Peer to peer lending is quite a new lending process and this means that many people have not heard of it. Some may just know the name but not have much idea of what it means. Others may be worried that because it is not something they know well, they would not want to try it. However, it is worth knowing more about what it is so that you can decide whether you should really ignore it.
A peer-to-peer lending company will bring together lenders and borrowers without using a bank and therefore cutting out the middleman. Savers will often be happy to tie their money up for a while and be willing to do this if they can get a good return. This money is then used to lend to those who need money. The company will do a credit cheque on those who want to borrow money and assess their risk. The cost of the loan will often be determined by the risk level as lenders will only be prepared to take risk if they have the chance of getting a good return on the money that they are lending.
There are different companies that run peer to peer lending schemes and they do things differently. This means that there is no exact way to explain how it works. The details will all be different and the interest rate that you pay will also vary. It can be worth comparing them to other lenders though, find out if they will lend to people like you and compare the rate to other lenders and see whether you think that it is worthwhile. It is really important to find out exactly how it works, how much it will cost and what might happen if you do not make a repayment.
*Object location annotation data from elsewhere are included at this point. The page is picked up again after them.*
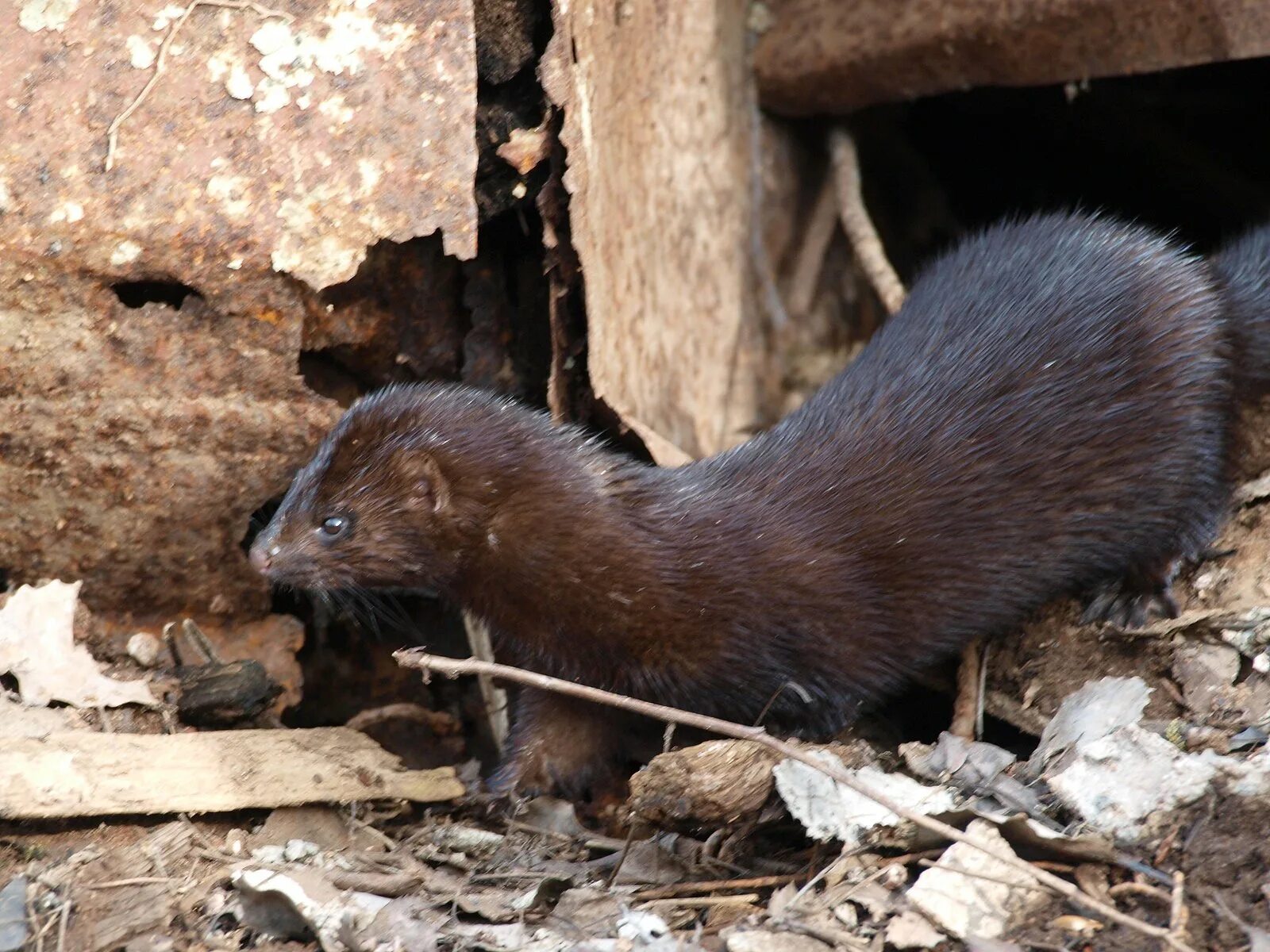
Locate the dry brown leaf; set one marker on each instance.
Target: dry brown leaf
(37, 647)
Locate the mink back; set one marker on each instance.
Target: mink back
(1051, 410)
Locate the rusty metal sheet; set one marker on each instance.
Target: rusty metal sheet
(135, 443)
(273, 140)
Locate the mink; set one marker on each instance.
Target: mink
(1049, 414)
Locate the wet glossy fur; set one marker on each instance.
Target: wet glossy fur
(1049, 413)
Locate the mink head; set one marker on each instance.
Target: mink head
(380, 505)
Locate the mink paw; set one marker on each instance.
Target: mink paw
(1128, 606)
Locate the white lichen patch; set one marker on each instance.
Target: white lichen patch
(67, 213)
(141, 54)
(167, 16)
(296, 251)
(232, 192)
(125, 253)
(292, 59)
(371, 175)
(36, 16)
(336, 108)
(271, 97)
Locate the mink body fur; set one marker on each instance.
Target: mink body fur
(1051, 413)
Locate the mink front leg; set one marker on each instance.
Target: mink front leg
(560, 744)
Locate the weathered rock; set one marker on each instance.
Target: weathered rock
(150, 317)
(267, 144)
(821, 56)
(713, 784)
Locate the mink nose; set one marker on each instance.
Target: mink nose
(262, 558)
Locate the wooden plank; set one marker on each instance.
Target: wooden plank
(101, 774)
(660, 131)
(833, 56)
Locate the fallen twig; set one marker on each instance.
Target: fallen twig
(455, 668)
(859, 226)
(965, 706)
(752, 882)
(810, 262)
(112, 133)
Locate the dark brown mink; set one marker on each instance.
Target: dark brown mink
(1048, 414)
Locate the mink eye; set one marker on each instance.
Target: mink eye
(334, 527)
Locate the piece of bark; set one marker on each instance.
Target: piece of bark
(660, 133)
(717, 782)
(224, 695)
(102, 774)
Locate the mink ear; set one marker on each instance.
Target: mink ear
(433, 486)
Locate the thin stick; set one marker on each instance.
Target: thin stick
(753, 882)
(806, 274)
(455, 668)
(1179, 916)
(112, 133)
(965, 708)
(622, 858)
(493, 697)
(133, 881)
(857, 224)
(745, 899)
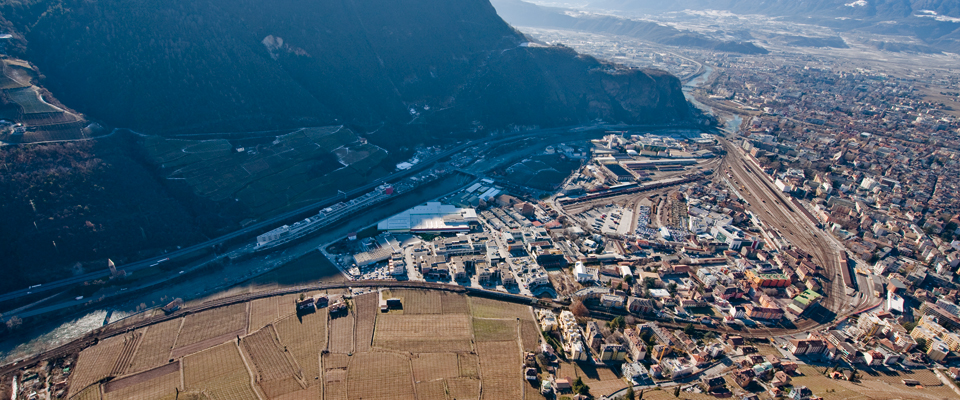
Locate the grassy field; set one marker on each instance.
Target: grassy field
(487, 330)
(262, 313)
(277, 372)
(435, 366)
(155, 346)
(95, 363)
(368, 306)
(500, 370)
(379, 375)
(423, 333)
(486, 308)
(200, 331)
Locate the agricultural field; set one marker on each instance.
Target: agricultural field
(160, 383)
(487, 330)
(208, 328)
(278, 172)
(219, 372)
(487, 308)
(262, 313)
(341, 332)
(155, 346)
(424, 333)
(277, 372)
(500, 370)
(435, 366)
(305, 337)
(368, 306)
(380, 375)
(419, 301)
(95, 363)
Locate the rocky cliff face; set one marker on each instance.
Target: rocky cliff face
(187, 66)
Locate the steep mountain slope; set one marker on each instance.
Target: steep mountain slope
(182, 65)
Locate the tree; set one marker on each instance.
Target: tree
(578, 309)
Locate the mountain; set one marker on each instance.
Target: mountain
(183, 66)
(522, 13)
(935, 22)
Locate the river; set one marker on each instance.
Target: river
(224, 282)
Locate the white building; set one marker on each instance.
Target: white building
(432, 217)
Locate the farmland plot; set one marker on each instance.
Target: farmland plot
(464, 388)
(500, 370)
(379, 375)
(277, 372)
(435, 366)
(95, 363)
(305, 339)
(219, 372)
(154, 384)
(452, 303)
(494, 329)
(431, 390)
(487, 308)
(210, 328)
(423, 333)
(420, 301)
(263, 312)
(367, 310)
(341, 334)
(529, 335)
(155, 346)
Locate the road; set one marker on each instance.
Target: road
(780, 215)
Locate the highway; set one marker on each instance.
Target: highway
(301, 212)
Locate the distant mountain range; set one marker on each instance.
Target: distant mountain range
(522, 13)
(935, 22)
(185, 66)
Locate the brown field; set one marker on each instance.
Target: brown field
(431, 390)
(469, 365)
(341, 334)
(209, 328)
(464, 388)
(452, 303)
(500, 370)
(95, 363)
(130, 343)
(155, 388)
(155, 346)
(494, 329)
(277, 372)
(263, 312)
(435, 366)
(368, 306)
(379, 375)
(219, 372)
(486, 308)
(419, 301)
(529, 335)
(304, 339)
(335, 361)
(423, 333)
(335, 384)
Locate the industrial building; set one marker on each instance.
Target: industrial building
(432, 217)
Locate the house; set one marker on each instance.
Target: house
(712, 384)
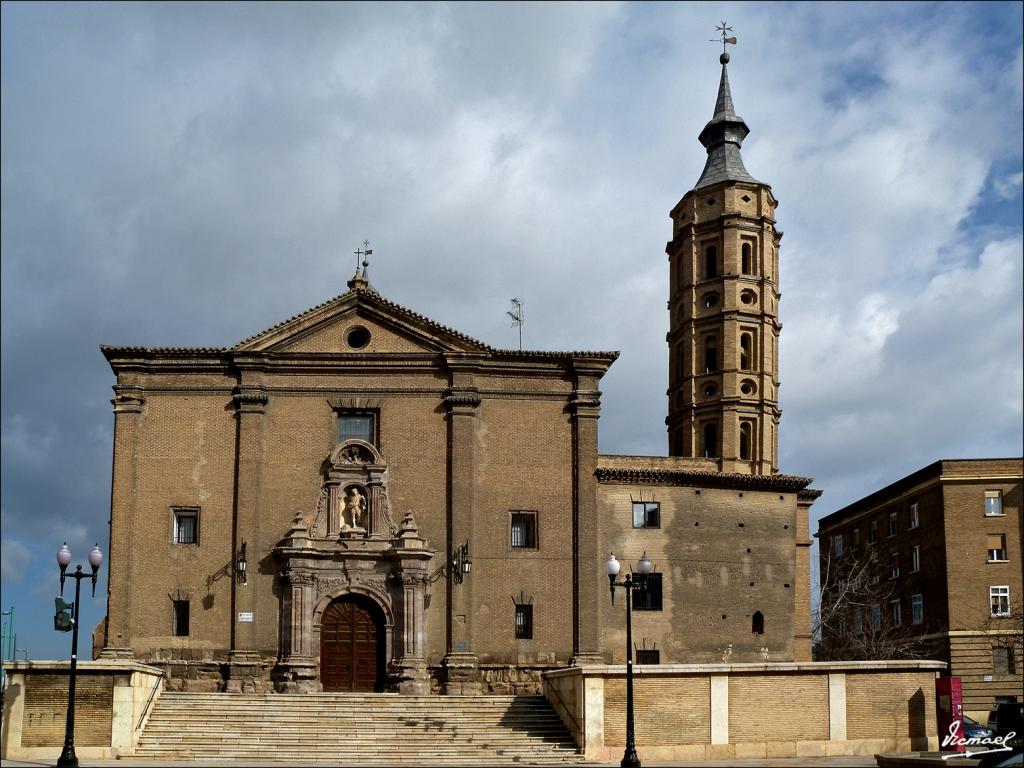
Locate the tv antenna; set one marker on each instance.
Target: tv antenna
(724, 29)
(517, 317)
(363, 253)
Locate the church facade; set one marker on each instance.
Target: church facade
(363, 499)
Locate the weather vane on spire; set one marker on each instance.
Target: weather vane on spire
(363, 253)
(726, 40)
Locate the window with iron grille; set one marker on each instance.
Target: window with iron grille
(185, 526)
(179, 620)
(996, 545)
(357, 425)
(523, 529)
(998, 599)
(524, 622)
(646, 515)
(649, 597)
(1003, 660)
(993, 503)
(648, 655)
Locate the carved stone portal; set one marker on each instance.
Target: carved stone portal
(350, 547)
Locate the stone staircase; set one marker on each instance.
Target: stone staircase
(356, 728)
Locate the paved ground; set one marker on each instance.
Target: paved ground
(842, 762)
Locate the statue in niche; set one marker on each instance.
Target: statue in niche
(353, 509)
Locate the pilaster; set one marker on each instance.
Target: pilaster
(585, 410)
(461, 668)
(245, 662)
(128, 406)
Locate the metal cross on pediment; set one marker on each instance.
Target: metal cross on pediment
(361, 253)
(724, 29)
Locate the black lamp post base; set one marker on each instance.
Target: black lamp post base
(68, 758)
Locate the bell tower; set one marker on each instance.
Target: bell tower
(723, 299)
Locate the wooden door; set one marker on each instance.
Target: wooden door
(351, 645)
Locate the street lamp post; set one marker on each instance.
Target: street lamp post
(68, 758)
(639, 585)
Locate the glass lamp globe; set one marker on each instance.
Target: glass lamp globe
(611, 565)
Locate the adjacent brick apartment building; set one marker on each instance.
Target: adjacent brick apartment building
(946, 541)
(417, 510)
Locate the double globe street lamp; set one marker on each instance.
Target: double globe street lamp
(634, 583)
(68, 758)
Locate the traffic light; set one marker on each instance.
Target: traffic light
(62, 621)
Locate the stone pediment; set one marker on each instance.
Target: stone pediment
(359, 322)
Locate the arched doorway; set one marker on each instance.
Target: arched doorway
(352, 645)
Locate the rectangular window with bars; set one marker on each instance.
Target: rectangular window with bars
(179, 620)
(649, 597)
(1004, 662)
(523, 622)
(357, 426)
(646, 515)
(648, 655)
(185, 526)
(996, 546)
(993, 503)
(523, 529)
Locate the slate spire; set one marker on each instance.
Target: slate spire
(722, 137)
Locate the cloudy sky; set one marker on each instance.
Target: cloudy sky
(188, 174)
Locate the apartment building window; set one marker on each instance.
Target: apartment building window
(185, 525)
(993, 503)
(916, 608)
(996, 546)
(523, 622)
(1003, 660)
(998, 598)
(838, 545)
(357, 425)
(179, 619)
(650, 597)
(646, 515)
(648, 655)
(523, 529)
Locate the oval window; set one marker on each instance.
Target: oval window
(357, 337)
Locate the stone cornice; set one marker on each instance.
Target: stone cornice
(704, 478)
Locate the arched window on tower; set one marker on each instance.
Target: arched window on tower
(711, 262)
(711, 354)
(745, 349)
(710, 439)
(758, 623)
(744, 440)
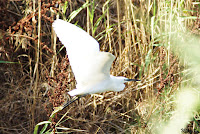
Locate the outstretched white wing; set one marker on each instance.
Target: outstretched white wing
(87, 62)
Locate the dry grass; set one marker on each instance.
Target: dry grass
(138, 33)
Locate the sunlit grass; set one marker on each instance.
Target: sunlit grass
(156, 41)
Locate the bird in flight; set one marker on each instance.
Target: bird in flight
(90, 66)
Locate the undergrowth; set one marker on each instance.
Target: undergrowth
(36, 74)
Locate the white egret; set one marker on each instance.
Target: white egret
(91, 67)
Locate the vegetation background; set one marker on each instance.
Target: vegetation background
(156, 41)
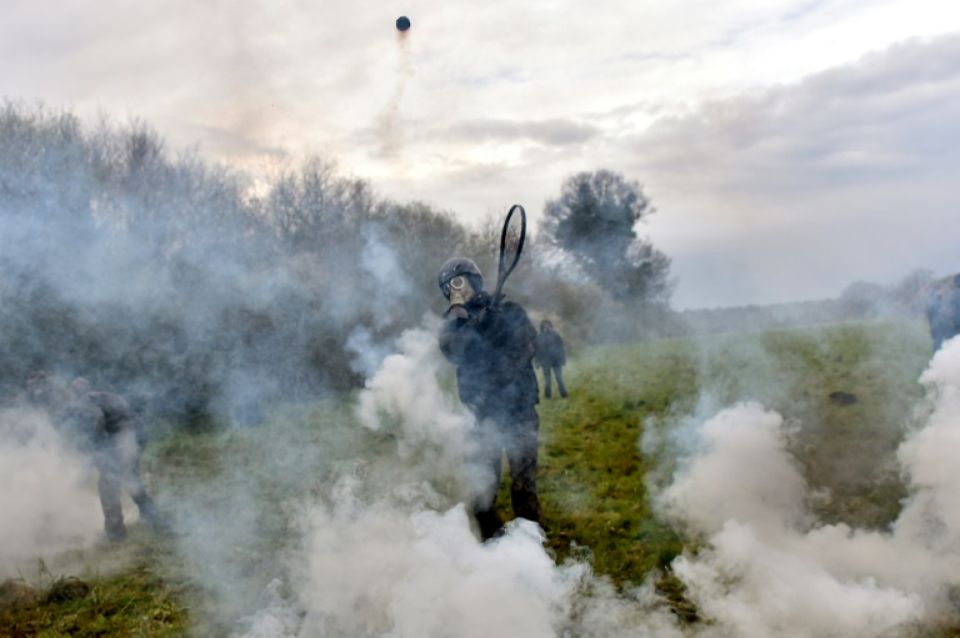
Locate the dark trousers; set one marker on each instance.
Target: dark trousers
(118, 463)
(558, 372)
(519, 440)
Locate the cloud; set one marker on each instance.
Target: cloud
(793, 191)
(554, 132)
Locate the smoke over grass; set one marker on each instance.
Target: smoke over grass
(48, 496)
(768, 567)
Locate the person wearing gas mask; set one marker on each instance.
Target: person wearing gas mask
(492, 343)
(103, 424)
(551, 358)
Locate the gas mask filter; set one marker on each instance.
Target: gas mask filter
(459, 292)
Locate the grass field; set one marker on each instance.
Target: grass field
(850, 389)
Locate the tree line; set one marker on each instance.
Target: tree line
(200, 293)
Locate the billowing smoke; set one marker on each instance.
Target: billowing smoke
(389, 125)
(389, 549)
(47, 492)
(768, 568)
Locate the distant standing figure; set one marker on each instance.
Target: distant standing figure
(105, 423)
(551, 357)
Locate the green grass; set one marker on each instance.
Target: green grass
(593, 475)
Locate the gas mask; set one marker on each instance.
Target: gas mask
(459, 291)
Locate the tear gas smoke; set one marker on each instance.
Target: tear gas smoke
(47, 492)
(389, 127)
(390, 550)
(767, 568)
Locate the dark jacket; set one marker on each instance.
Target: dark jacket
(104, 415)
(493, 351)
(550, 352)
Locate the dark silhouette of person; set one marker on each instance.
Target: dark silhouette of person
(551, 357)
(103, 423)
(492, 343)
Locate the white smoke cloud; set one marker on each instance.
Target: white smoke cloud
(47, 498)
(766, 568)
(389, 548)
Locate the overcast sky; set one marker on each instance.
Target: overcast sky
(790, 147)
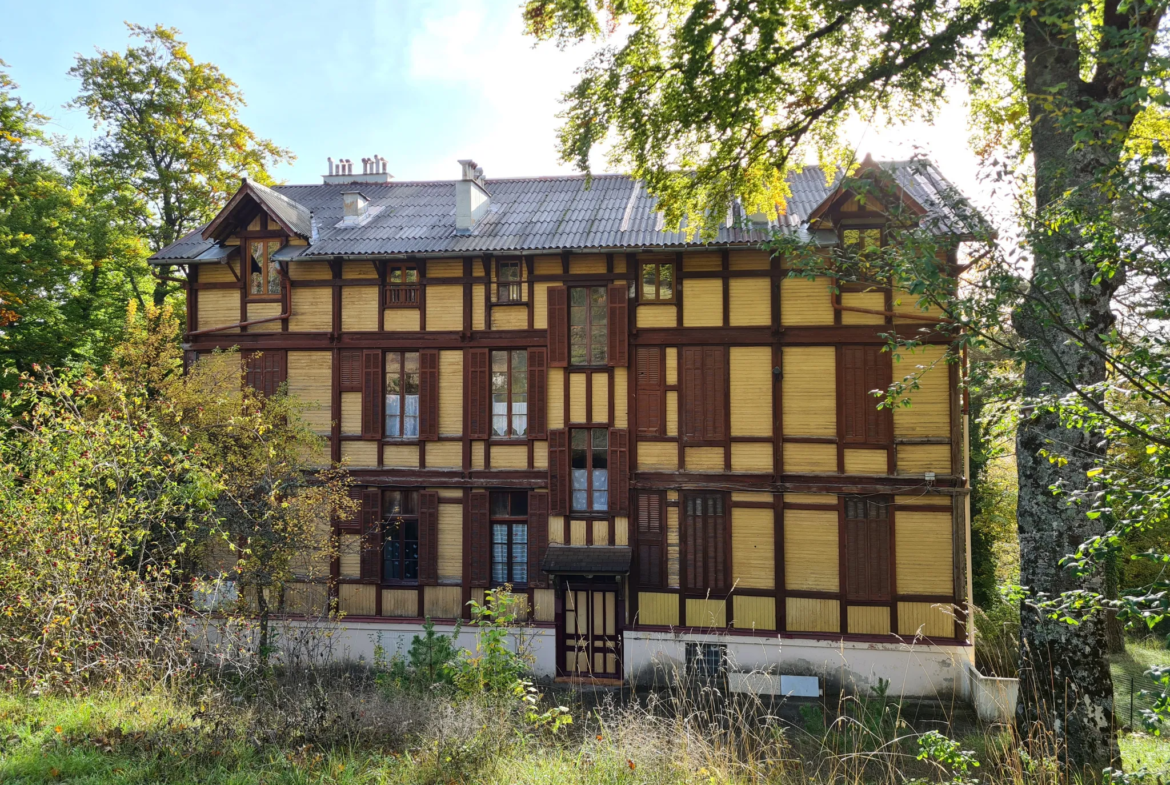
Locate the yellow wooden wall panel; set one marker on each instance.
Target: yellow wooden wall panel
(541, 304)
(923, 552)
(219, 308)
(305, 272)
(810, 391)
(445, 454)
(360, 454)
(310, 379)
(866, 461)
(442, 601)
(750, 260)
(929, 411)
(351, 414)
(703, 459)
(509, 317)
(749, 302)
(577, 398)
(400, 456)
(755, 456)
(752, 548)
(658, 608)
(312, 309)
(451, 542)
(600, 403)
(920, 459)
(871, 301)
(620, 398)
(817, 459)
(451, 392)
(357, 599)
(754, 612)
(810, 615)
(933, 620)
(703, 261)
(509, 456)
(702, 303)
(656, 316)
(445, 268)
(751, 391)
(445, 307)
(707, 613)
(868, 620)
(811, 555)
(479, 308)
(359, 309)
(401, 319)
(805, 302)
(358, 270)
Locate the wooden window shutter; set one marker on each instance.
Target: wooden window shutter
(351, 370)
(481, 541)
(479, 377)
(537, 537)
(558, 326)
(371, 393)
(648, 391)
(428, 537)
(371, 535)
(619, 470)
(617, 323)
(428, 394)
(558, 472)
(537, 393)
(867, 573)
(649, 541)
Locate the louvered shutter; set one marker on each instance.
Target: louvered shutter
(537, 393)
(617, 325)
(481, 541)
(428, 537)
(558, 326)
(428, 394)
(371, 394)
(371, 535)
(558, 472)
(649, 541)
(537, 537)
(351, 370)
(619, 470)
(479, 420)
(648, 391)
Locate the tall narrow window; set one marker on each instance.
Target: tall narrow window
(265, 277)
(509, 393)
(508, 284)
(590, 466)
(587, 337)
(401, 394)
(867, 549)
(401, 286)
(509, 537)
(400, 536)
(658, 282)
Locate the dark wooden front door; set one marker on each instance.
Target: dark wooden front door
(590, 631)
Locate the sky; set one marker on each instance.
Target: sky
(419, 82)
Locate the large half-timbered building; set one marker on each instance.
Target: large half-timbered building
(662, 442)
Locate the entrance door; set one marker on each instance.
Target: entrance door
(592, 632)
Interest rates can often be lower if you have a good credit rating. It could be worth checking your credit record before applying or any type of loan to make sure that it is correct as you will struggle if you have a bad credit rating. Sometimes. If you do have a bad credit rating, it could be due to incorrect statements on your credit report so it is worth checking. You may also be able to make a few changes, perhaps by paying off a debt or registering to vote, which could make a difference to your rating. Someone with a poor credit rating could end up paying more in interest than other lenders. So again it will be worth checking that credit report.
Another advantage with some lenders is that there is no minimum loan amount. Many lenders will only lend you specific sums of money and the lowest amount that they are willing to lend could be a lot more than you need. This means that you will take on more debt than necessary and you will end up paying for money that you do not need.
One problem with this type of loan is that you will have to pay a fee to the company for setting up the loan request. If no one agrees to lend you money you will still have to pay the fee. You may be able to raise some of the money, all of it or none of it and you will not know until you apply. There will be different protections in place than with traditional lenders and so you need to find out what these are so that you know exactly where you stand.
If you cannot make a loan repayment then the company may pass you to a debt collection agency who will chase the money on their behalf. If you still cannot pay it may go to court. By missing a payment you will have an entry on your credit report, just like other loans which will reduce your credit rating.
If you are considering borrowing some money then this could be an option for you. It is worth doing your own research and find out specifically about the main companies in the market, what their rates are, how they work and what their charges are. It is important to be confident that you know as much as you need to know about them and the way that they work before you borrow from them.